The van died yesterday morning, and that was but one frustration in a long litany of bumps and scrapes and disappointments that piled up over the week.
Sigh.
I had another sleepless night last night, partly due to hormone changes that attend this lovely season of life called menopause, and partly due, no doubt, to stress and concerns that dogged my restless mind.
It is SO DAMN HARD to maintain a cheerful attitude when I am mentally, emotionally, and physically exhausted.
But this morning…
When I stumbled bleary-eyed into the kitchen to begin cooking breakfast, I found…
Thou Art Indeed Just, Lord
by Gerard Manley Hopkins
Justus quidem tu es, Domine, si disputem tecum; verumtamen justa loquar ad te; quare via impiorum prosperatur? (Jeremiah 12:1)
Thou are indeed just, Lord, if I contend
With thee; but, sir, so what I plead is just.
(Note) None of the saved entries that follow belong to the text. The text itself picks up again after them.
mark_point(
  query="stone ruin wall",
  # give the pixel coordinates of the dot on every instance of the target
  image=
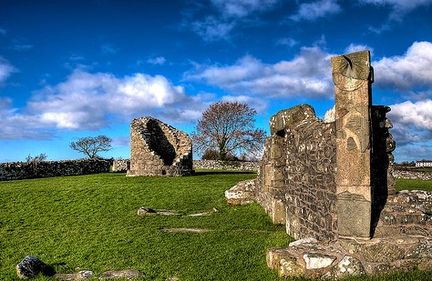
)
(158, 149)
(332, 184)
(226, 165)
(299, 184)
(43, 169)
(296, 182)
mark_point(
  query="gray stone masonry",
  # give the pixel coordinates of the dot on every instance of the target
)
(158, 149)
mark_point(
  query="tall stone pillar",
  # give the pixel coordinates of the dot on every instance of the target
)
(352, 76)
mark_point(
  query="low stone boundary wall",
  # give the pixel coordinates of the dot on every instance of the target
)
(24, 170)
(412, 174)
(226, 165)
(121, 165)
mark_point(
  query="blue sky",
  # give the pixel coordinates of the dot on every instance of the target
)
(70, 69)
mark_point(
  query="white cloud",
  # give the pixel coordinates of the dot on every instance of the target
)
(94, 100)
(85, 100)
(211, 28)
(287, 41)
(413, 152)
(418, 114)
(399, 7)
(412, 121)
(242, 8)
(6, 69)
(258, 104)
(413, 69)
(108, 49)
(157, 60)
(14, 125)
(306, 75)
(358, 47)
(317, 9)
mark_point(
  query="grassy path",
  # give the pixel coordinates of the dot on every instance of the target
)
(90, 222)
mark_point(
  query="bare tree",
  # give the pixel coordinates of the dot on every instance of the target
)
(91, 146)
(228, 128)
(38, 158)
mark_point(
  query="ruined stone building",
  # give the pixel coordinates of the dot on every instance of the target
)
(332, 182)
(158, 149)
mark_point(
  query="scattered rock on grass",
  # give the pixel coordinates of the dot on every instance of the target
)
(185, 230)
(126, 274)
(31, 266)
(80, 275)
(144, 211)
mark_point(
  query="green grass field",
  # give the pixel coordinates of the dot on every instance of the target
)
(402, 184)
(90, 222)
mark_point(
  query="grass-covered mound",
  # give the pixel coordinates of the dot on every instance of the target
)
(90, 222)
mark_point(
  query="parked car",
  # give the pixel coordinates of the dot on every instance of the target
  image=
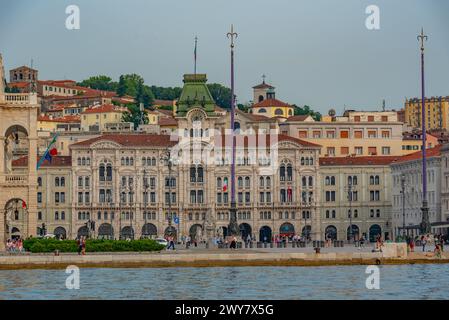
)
(161, 241)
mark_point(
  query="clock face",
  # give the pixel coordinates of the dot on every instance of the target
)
(196, 117)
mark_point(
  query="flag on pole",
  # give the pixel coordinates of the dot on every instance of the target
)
(194, 54)
(51, 151)
(225, 184)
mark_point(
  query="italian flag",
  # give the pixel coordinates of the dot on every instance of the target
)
(225, 184)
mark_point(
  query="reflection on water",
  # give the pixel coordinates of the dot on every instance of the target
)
(342, 282)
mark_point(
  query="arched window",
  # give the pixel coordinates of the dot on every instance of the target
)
(101, 172)
(192, 174)
(200, 173)
(109, 172)
(289, 172)
(282, 173)
(278, 112)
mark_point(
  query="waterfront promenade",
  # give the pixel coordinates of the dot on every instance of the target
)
(198, 257)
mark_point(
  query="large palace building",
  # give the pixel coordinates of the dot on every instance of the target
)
(177, 181)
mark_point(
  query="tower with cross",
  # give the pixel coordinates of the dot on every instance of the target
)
(262, 91)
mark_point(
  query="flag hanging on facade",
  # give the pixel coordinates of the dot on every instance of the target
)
(225, 184)
(51, 151)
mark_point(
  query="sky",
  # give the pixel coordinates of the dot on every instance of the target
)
(316, 52)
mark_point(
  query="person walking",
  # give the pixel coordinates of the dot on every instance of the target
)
(423, 242)
(79, 244)
(83, 246)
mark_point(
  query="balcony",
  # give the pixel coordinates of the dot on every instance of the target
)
(15, 180)
(20, 98)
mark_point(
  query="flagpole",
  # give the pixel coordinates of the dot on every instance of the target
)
(196, 42)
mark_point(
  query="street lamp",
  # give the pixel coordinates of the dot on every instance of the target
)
(233, 226)
(425, 223)
(403, 203)
(145, 201)
(350, 208)
(167, 158)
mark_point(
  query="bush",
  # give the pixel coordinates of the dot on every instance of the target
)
(92, 245)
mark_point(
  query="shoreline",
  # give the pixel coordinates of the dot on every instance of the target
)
(215, 259)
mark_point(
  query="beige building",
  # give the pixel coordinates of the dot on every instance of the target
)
(97, 117)
(354, 134)
(437, 113)
(18, 136)
(356, 191)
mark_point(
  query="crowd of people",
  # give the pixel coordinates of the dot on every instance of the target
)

Why do sinners’ ways prosper? and why must
Disappointment all I endeavour end?
Wert thou my enemy, O thou my friend,
How wouldst thou worse, I wonder, than thou dost
Defeat, thwart me? Oh, the sots and thralls of lust
Do in spare hours more thrive than I that spend,
Sir, life upon thy cause. See, banks and brakes
Now, leavèd how thick! lacèd they are again
With fretty chervil, look, and fresh wind shakes
Them; birds build – but not I build; no, but strain,
Time’s eunuch, and not breed one work that wakes.
Mine, O thou lord of life, send my roots rain.
The poem was lying on my kitchen counter this morning, left there by a messy student who was up late last night working on a paper for her English class, a girl who little knew how disheartened her mother felt.
I love that the God who “dost defeat and thwart me” writes love letters to remind me that I am not alone (others greater than myself have struggled before me) and to assure me that I am not forsaken.
Encouraged anew, I pray with Hopkins, “O thou lord of life, send my roots rain.”